Върховен касационен съд на Република България
Mrs. Galina Zaharova
President since: 10 February 2022.
Judge of the Supreme Court since: 2013
Career before being judge of the Supreme Court:
Judge Galina Zaharova graduated at Faculty of Law, Sofia University "St. Kliment Ohridski” in 1988 and has over 33 years of judicial experience.
In the period 1988-1989 she was a trainee-judge in the Sofia City Court, and from 1989 to 1991 she was a junior judge in the same Court. From 1991 to 1992 she was a regional judge in the Fifth Regional Court and in 1992 she became vice-president of the Court.
She worked as a judge in the Sofia City Court from 1993 to 1998, and in the period 1998-1999 she was vice-president of the Court. She was a judge at the Sofia Court of Appeal from 1999 to 2004 and from 2004 to 2007 she was its vice-president.

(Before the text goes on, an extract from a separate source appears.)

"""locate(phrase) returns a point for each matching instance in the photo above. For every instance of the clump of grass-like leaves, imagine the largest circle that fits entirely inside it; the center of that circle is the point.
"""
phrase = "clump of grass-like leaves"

From 2007 to 2011 she was a member of the Supreme Judicial Council. After that she continued to work as a judge in the Sofia Court of Appeal until 2013.
In the Supreme Court of Cassation, judge Galina Zaharova has been administering justice since 2013, and since 2017 she has been the President of the Second Criminal Division. On November 13, 2018, she was appointed by the Judicial Board of the Supreme Judicial Council as vice-president of the Supreme Court of Cassation and Head of the Criminal Chamber.
She has a degree in EU Law from the European Center for Judges and Lawyers at the European Institute of Public Administration in Luxembourg.
She is a member of the Program Council of the National Institute of Justice, has been a lecturer in a number of trainings organized by the Institute.
Judge Galina Zaharova is a representative of the Supreme Court of Cassation in the National Commission for Combating Trafficking in Human Beings at the Council of Ministers, in the Central Commission for Combating Antisocial Behavior of Minors at the Council of Ministers, in the Council for Implementing the Updated Strategy for Judicial Reform and in the National Council for Anti-Corruption Policies at the Council of Ministers.
She served on the Council of Europe's Expert Committee on Early Prevention of Juvenile Delinquency in Strasbourg. She was an expert in a regional project for Albania, Bosnia and Herzegovina and Montenegro, as well as an expert for Bulgaria in studies of the European Commission on the institutional and legal framework of judicial cooperation in criminal matters in the European Union, on the minimum penalties applicable in the Member States and on the penalties applicable to deprivation of rights in the Member States.